We previously covered the Xilinx Versal Premium, but Xilinx is releasing more information about the solution at Hot Chips 32 (2020.) We wanted to share some of the new details. Since this is being done live at a conference, we may follow-up with an additional piece later and update this piece as the conference goes on.
Xilinx Versal Premium Overview
You can check out our Xilinx Versal Premium overview for more high-level information and how it works in the context of a 5G infrastructure build. One of the big features is the integrated shell which pre-builds a lot of functionality so that FPGA RTL programmers do not have to start from scratch to make Versal useful. This may not make sense at first, but it allows features such as PCIe and DDR interfaces to be available at boot instead of having to get that logic placed.
With all of the different logic blocks and I/O in the system, Xilinx is pushing its network-on-chip or NoC approach with features such as QoS.
Xilinx says that the Versal NoC is not completely fixed. As a result, it can be scalable and configurable for a given application and operates in the Tbps range.
With the memory subsystem, the Versal Premium can work with DDR4 and LPDDR4 memory. There are, of course, other memory that Xilinx has access to.
Xilinx says that the big Versal Premium is equivalent to 22 Virtex FPGAs due to its I/O and hardened Protocol Engine IP. This is just an interesting way to describe the product.
Let us get into some of the features.
Xilinx Versal Premium Features
While Intel Agilex is focused heavily on external tiles, Xilinx has a different way to conceptualize I/O and what should be hardened logic on the FPGA (or ACAP if we are still using that term.)
Xilinx has a huge focus on Versal Premium connectivity. For example, one can add features such as Ethernet and Interlaken as well as connectivity to custom ASIC integration. This example is building a 1.2Tbps smart PHY.
Some Versal Premium SKUs have 600G Multirate Ethernet or DCMAC. These can handle 6x 100GbE, 3x 200GbE, or 1x 400GbE.
There is a lower-speed 100G Multirate Ethernet (MRMAC) option as well. This is what scales down to slower speeds such as 10GbE, 25GbE, and 50GbE.
The 600G Interlaken is important for integrating the Verasal Premium into larger solutions.
Since a lot of FPGAs are part of fabrics where crypto acceleration is important, Versal Premium has big hardened crypto accelerators that can handle the needs of 400GbE ports. For many applications that require high-speed crypto, adding a FPGA can be a flexible and easy way to add high-speed crypto where additional functionality can be added in the programmable logic even after deployment.
Getting data on and off the chip requires high-speed SerDes. Xilinx has a few solutions here including two different SerDes flavors.
Xilinx has two different types of SerDes. There is a higher-end version as well as a more space-optimized solution. GTM is used for applications such as long reach PAM4.
The 112Gbps XSR die-to-die interface is built to provide low power and low latency interfaces.
Here is the summary of Protocol Engines and SerDes.

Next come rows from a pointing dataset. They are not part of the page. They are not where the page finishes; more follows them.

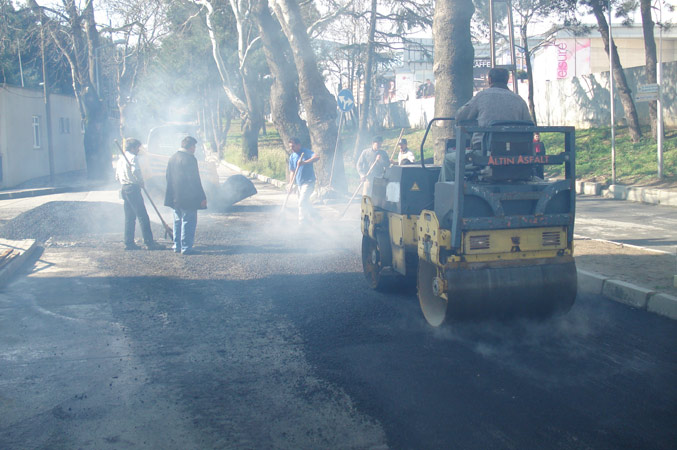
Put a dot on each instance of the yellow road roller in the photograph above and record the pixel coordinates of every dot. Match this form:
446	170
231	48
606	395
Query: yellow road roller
483	235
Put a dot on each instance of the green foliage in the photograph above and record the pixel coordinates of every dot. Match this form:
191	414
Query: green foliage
272	160
20	35
635	163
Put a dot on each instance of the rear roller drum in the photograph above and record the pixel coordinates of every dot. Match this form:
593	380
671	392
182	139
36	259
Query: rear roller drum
375	257
431	293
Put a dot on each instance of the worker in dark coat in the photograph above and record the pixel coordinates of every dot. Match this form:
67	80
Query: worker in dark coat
184	195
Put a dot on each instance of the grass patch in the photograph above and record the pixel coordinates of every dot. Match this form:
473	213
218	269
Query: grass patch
635	163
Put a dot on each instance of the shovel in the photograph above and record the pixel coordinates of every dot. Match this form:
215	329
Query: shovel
360	186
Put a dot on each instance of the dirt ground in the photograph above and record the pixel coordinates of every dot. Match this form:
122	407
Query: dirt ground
644	268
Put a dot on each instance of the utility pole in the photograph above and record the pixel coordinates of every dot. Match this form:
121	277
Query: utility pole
48	109
611	90
659	105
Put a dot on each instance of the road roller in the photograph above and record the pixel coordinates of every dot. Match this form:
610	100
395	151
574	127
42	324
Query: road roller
481	236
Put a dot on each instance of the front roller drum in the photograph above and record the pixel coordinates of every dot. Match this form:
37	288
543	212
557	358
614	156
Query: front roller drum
524	291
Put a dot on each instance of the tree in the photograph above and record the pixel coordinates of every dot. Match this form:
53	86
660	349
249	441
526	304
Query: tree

We will let our readers read this one.
We wanted to discuss a bit more in terms of connectivity.
Versal Premium PCIe Gen5, CXL, and CCIX
Xilinx Versal Premium has PCIe Gen5 and CCIX built-in. Xilinx was a major promoter of CCIX so we can see that integrated tightly in the FPGA.
A second block is PL-based PCIe Gen5 and CXL. This is both hardened plus requiring programmable logic. As we get to the end of 2021, we are going to see a lot more on CXL. It seems like Versal was designed for CCIX, but then the industry moved to CXL between design and deployment. One of the cool features of a FPGA is that Xilinx can support CXL by moving some functions into the programmable logic.
These are big chips, but we wanted to show off some of how the chips is built.
Building Versal Premium
A Versal Premium chip can hit up to 92B transistors by integrating multiple chips via the company’s Stacked Silicon Interposer Technology or SSIT. This utilizes TSMC’s CoWoS technology. If you want to see an early CoWoS implementation, a great example of the chips you can see in our piece How to Install NVIDIA Tesla SXM2 GPUs in DeepLearning12.
This approach allows Xilinx to create larger chips without having to necessarily create larger monolithic dies.
The Versal design scales up and down with connectivity and features. At the top end, there are certainly some big solutions that can be built.
Final Words
This is certainly an interesting solution. We have been working to show off some FPGA solutions in our lab as they go from requiring programming and integration knowledge to something more akin to a plug-in accelerator.
The big question is when these will start to ship in large quantities. Generally, Xilinx announces products well before availability. Still, the future of FPGAs is extremely exciting.